Deux milliards aux Philippines et puis plus rienL’affaire Wirecard secoue le monde des «fintech»
Le géant munichois des paiements sur internet s’embrouille dans sa comptabilité. Le responsable d’une entreprise de paiement électronique genevoise met en garde sur l’ampleur de l’affaire.

Devenu un incontournable de la gestion des paiements sur internet, le groupe munichois Wirecard se retrouve au cœur d’un scandale financier dépassant les frontières allemandes. Mûrissant depuis des mois, l’affaire a explosé jeudi, avec le refus d’Ernst&Young d’approuver ses résultats annuels, fait rare pour une entreprise du Dax, le club des plus grands groupes allemands.
Ses auditeurs venaient d’être informés par deux banques aux Philippines de la falsification de documents au sujet de comptes sur lesquels 1,9 milliard d’euros étaient censés se trouver. Se disant victime d’une «gigantesque fraude», Wirecard a dû admettre dans la nuit de dimanche à lundi que cet argent, représentant près du quart de ses actifs, «n’existe très probablement pas».
Soupçons du «FT» dénoncés
Cette affaire entourant un groupe qui gérait il y a vingt ans les paiements de sites pornos – sa valeur a depuis dépassé celle de la Deutsche Bank – ne vient pas de nulle part. Il y a un an et demi, un article du «Financial Times» avait mis le feu aux poudres, laissant entendre que la comptabilité de la filiale de Singapour avait été embellie afin de gonfler comme une baudruche le bilan du groupe.
Son patron de longue date Markus Braun – il a jeté l’éponge la semaine dernière – a toujours soutenu que ces écrits visaient à faire la fortune de spéculateurs londoniens jouant ses actions à la baisse. Au point que le gendarme financier allemand, la Bafin, a déposé il y a un an une plainte pénale contre le quotidien financier.
Trop gros pour faire faillite?
L’activité de Wirecard consiste à gérer l’infrastructure de paiement pour d’autres fournisseurs de cartes – même Revolut a un temps utilisé leur système. Mais aussi à fournir ces services à une myriade de sites de vente en ligne.

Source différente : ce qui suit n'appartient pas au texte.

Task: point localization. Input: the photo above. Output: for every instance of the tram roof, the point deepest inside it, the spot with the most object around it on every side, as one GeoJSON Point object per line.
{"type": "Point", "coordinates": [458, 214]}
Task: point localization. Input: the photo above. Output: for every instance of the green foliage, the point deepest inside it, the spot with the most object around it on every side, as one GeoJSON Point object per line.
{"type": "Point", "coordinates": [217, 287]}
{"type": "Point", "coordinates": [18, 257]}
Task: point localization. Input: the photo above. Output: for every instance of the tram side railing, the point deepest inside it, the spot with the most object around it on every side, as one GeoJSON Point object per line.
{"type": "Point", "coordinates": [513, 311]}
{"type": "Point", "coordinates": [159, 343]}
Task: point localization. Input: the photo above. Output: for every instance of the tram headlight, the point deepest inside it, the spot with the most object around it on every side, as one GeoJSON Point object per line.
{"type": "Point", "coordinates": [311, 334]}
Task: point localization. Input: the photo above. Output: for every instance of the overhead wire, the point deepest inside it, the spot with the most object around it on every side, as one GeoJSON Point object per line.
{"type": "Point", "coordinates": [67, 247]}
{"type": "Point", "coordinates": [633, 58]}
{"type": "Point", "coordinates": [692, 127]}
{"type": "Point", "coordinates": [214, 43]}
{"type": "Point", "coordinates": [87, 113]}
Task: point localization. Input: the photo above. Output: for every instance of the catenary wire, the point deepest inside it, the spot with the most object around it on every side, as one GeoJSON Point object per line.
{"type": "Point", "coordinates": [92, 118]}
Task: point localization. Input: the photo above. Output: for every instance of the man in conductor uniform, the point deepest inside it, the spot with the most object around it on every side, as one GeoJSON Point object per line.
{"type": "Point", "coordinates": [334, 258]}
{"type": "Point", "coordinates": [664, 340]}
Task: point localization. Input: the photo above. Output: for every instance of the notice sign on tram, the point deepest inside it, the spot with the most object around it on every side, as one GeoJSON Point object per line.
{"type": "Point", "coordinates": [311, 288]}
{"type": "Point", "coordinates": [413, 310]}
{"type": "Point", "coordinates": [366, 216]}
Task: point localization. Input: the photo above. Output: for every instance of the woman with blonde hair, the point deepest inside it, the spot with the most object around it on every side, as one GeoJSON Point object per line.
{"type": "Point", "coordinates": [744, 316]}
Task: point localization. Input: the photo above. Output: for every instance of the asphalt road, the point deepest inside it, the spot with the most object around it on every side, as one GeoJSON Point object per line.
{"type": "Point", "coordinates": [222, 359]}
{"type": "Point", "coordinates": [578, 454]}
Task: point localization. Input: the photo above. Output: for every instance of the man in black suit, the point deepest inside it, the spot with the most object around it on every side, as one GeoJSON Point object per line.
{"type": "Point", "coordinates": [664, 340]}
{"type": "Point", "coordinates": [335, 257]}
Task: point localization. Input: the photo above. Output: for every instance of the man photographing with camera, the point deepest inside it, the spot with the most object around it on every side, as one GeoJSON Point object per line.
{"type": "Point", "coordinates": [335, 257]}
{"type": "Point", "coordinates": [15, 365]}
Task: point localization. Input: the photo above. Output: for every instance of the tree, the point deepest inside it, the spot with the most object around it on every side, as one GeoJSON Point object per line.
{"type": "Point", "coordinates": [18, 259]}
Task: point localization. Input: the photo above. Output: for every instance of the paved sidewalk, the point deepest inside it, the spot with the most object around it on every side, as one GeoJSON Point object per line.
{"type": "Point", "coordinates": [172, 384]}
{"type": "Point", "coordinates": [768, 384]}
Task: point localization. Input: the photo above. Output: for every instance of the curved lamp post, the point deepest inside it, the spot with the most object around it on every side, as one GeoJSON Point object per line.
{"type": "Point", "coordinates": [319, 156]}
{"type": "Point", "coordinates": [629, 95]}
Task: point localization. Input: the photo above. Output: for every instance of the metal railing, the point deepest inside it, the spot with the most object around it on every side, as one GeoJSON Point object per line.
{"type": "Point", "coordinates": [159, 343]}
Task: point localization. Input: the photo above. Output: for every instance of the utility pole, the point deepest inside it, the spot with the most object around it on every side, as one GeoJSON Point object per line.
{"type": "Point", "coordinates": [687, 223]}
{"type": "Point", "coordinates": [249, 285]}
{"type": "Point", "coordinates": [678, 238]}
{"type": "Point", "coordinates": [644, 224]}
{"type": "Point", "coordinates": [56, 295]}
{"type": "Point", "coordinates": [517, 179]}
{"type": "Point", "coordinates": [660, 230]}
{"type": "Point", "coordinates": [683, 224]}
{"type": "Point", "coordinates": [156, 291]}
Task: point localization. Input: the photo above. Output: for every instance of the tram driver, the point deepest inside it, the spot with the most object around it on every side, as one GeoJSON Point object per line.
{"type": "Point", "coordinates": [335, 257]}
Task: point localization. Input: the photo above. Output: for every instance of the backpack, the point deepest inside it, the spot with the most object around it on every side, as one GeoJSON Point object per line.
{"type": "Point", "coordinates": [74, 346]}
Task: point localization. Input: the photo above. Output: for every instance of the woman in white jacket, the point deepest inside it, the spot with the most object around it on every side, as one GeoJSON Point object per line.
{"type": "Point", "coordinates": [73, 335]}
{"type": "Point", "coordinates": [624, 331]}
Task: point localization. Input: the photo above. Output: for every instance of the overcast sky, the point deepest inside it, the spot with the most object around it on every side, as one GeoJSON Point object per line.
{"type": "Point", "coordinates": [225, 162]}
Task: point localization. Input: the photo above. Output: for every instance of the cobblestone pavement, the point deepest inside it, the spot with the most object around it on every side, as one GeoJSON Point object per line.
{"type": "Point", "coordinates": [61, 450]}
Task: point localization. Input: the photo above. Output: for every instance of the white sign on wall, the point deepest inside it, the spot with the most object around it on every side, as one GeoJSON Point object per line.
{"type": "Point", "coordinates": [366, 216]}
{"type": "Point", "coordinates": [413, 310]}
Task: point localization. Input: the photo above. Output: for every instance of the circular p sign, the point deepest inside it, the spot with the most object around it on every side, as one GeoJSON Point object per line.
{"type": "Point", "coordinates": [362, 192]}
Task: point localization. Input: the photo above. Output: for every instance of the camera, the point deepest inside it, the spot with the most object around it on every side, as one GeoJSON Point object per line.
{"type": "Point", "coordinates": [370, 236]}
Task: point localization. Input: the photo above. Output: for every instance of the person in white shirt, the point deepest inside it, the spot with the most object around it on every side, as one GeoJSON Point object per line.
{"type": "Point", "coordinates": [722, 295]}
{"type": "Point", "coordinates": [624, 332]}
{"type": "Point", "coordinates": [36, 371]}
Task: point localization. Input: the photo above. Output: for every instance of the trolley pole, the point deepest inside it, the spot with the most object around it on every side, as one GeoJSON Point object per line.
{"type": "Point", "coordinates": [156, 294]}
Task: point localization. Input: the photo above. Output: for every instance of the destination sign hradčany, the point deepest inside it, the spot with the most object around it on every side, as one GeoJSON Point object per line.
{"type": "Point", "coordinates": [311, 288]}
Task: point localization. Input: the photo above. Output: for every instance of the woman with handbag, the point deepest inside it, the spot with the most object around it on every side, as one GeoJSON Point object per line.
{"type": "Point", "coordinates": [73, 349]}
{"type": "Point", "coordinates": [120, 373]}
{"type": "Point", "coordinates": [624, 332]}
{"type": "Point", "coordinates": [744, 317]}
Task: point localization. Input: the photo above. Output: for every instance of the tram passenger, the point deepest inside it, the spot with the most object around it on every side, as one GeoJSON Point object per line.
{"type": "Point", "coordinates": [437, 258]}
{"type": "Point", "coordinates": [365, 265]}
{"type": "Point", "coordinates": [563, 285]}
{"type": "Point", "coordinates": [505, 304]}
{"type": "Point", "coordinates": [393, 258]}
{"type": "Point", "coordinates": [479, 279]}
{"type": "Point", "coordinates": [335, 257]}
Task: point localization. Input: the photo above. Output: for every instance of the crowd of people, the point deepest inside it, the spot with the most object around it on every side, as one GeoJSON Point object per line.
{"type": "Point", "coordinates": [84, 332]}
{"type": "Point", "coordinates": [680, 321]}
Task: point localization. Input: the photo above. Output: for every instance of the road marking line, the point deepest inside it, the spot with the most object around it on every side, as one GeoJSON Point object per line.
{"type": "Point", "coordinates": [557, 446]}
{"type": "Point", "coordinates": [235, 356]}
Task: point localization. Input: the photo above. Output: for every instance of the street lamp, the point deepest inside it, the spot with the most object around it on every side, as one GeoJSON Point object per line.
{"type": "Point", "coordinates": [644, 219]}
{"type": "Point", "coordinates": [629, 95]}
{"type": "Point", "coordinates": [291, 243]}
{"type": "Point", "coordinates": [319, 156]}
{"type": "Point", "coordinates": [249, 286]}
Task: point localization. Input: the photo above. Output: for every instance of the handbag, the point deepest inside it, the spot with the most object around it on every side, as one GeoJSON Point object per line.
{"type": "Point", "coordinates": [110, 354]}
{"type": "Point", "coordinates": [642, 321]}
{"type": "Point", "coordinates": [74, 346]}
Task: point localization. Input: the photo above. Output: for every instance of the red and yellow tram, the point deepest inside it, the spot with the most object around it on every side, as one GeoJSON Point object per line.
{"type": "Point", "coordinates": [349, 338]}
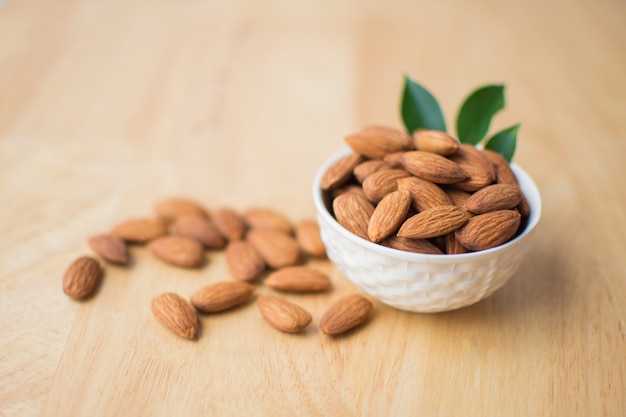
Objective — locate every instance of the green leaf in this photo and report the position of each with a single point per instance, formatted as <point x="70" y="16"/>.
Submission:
<point x="420" y="109"/>
<point x="473" y="121"/>
<point x="504" y="142"/>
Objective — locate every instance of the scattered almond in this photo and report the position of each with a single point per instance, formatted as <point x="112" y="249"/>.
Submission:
<point x="198" y="228"/>
<point x="82" y="277"/>
<point x="178" y="250"/>
<point x="243" y="260"/>
<point x="345" y="314"/>
<point x="221" y="296"/>
<point x="298" y="279"/>
<point x="282" y="314"/>
<point x="110" y="248"/>
<point x="140" y="230"/>
<point x="309" y="238"/>
<point x="175" y="313"/>
<point x="276" y="248"/>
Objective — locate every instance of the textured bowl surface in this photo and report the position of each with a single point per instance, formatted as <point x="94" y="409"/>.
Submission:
<point x="419" y="282"/>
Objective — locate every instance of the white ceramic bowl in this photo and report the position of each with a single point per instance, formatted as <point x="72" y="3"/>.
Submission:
<point x="419" y="282"/>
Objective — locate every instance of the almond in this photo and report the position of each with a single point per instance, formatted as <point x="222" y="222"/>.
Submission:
<point x="111" y="248"/>
<point x="244" y="262"/>
<point x="433" y="222"/>
<point x="424" y="194"/>
<point x="493" y="197"/>
<point x="230" y="224"/>
<point x="82" y="277"/>
<point x="353" y="212"/>
<point x="267" y="218"/>
<point x="175" y="313"/>
<point x="345" y="314"/>
<point x="309" y="238"/>
<point x="221" y="296"/>
<point x="433" y="167"/>
<point x="298" y="279"/>
<point x="340" y="171"/>
<point x="489" y="230"/>
<point x="140" y="230"/>
<point x="453" y="246"/>
<point x="174" y="207"/>
<point x="276" y="248"/>
<point x="435" y="141"/>
<point x="389" y="215"/>
<point x="367" y="168"/>
<point x="376" y="142"/>
<point x="411" y="245"/>
<point x="381" y="183"/>
<point x="282" y="314"/>
<point x="199" y="228"/>
<point x="178" y="250"/>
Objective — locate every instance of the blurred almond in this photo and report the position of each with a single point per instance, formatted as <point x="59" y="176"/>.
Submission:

La firme revendique plus de 300’000 entreprises clientes et a la confiance des géants chinois du paiement mobile Alipay et WeChat, comme celle d’Apple ou de Google. En Suisse, quand La Poste vante ses services aux PME voulant expédier des colis vers l’immense marché des internautes chinois, c’est Wirecard qui est mis en avant pour les paiements. Comme c’est Wirecard qui gère les paiements sans contact effectués en Allemagne par les propriétaires d’une montre SwatchPay.
«Leur véritable innovation a été commerciale – celle de se spécialiser dans ces services de paiement et de les proposer sous forme de marque blanche afin d’en ouvrir l’accessibilité à de nombreuses sociétés… alors que jusque-là les banques géraient jalousement leur propre service, verrouillage encore en vigueur en Suisse avec le rôle dominant d’UBS, Viseca ou CornèrCard», décrit Arnaud Salomon, fondateur de la société Mt Pelerin. «Leur irruption a évidemment dérangé tous ces acteurs historiques» poursuit le responsable de cette PME «fintech», à l’origine spécialisée dans la mise au point de solutions de paiement alternatives.

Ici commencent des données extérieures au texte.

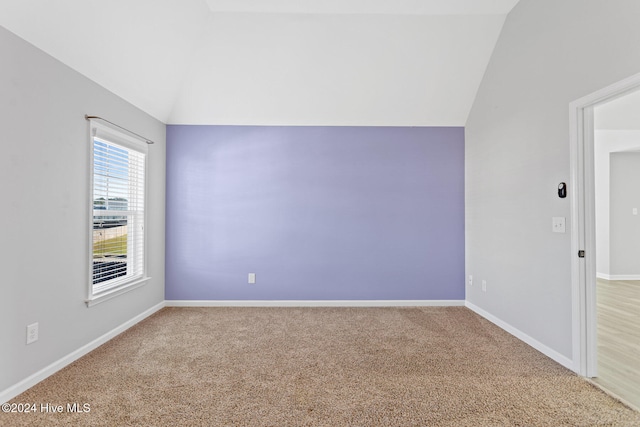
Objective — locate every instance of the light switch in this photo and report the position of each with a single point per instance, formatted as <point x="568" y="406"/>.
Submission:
<point x="558" y="224"/>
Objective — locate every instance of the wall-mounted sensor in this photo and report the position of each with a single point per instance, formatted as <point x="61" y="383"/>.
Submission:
<point x="562" y="190"/>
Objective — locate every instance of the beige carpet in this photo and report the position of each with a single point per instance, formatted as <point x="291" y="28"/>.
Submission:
<point x="433" y="366"/>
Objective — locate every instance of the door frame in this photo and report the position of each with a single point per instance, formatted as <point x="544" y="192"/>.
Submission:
<point x="583" y="237"/>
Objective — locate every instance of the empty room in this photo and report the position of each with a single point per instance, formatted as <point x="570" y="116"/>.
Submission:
<point x="322" y="213"/>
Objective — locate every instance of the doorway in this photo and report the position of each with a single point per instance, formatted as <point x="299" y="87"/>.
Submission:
<point x="605" y="139"/>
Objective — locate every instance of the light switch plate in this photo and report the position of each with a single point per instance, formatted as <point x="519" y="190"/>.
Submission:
<point x="558" y="224"/>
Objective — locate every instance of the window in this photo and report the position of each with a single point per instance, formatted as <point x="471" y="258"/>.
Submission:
<point x="118" y="218"/>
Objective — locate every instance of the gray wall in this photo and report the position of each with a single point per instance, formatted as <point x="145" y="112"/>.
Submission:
<point x="625" y="226"/>
<point x="44" y="175"/>
<point x="517" y="151"/>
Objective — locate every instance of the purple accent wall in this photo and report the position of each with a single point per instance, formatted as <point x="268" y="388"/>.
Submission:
<point x="318" y="213"/>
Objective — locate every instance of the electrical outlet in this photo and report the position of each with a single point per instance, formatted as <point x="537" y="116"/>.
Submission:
<point x="32" y="333"/>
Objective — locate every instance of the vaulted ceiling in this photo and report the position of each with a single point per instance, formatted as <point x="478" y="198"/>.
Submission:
<point x="289" y="62"/>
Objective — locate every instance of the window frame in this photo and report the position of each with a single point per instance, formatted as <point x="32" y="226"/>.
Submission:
<point x="117" y="285"/>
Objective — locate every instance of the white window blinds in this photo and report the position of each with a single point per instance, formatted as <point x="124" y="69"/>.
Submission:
<point x="118" y="203"/>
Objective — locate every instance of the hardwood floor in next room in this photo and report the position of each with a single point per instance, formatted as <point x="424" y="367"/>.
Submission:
<point x="618" y="305"/>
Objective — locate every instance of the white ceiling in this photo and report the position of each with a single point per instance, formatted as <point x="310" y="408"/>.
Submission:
<point x="287" y="62"/>
<point x="619" y="114"/>
<point x="388" y="7"/>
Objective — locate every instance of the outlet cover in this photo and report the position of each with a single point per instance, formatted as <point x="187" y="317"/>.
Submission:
<point x="32" y="333"/>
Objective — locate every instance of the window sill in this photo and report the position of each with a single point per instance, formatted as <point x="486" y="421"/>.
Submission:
<point x="112" y="293"/>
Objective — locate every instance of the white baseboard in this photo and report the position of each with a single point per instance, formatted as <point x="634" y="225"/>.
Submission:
<point x="561" y="359"/>
<point x="311" y="303"/>
<point x="618" y="276"/>
<point x="34" y="379"/>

«Personne n’a intérêt à voir ce mastodonte chuter»
Ce dernier reconnaît envisager d’offrir les services de Wirecard au travers de MtPelerin.com. Il dit n'avoir pas l'intention de mettre fin aux discussions. «Personne n’a intérêt à voir ce mastodonte chuter, cela fragiliserait des milliers de PME dont les ventes dépendent de ses services», estime le patron de Mt Pelerin. Wirecard serait-il trop gros pour être abandonné à la faillite? On l’a dit de tant de géants disparus avant lui.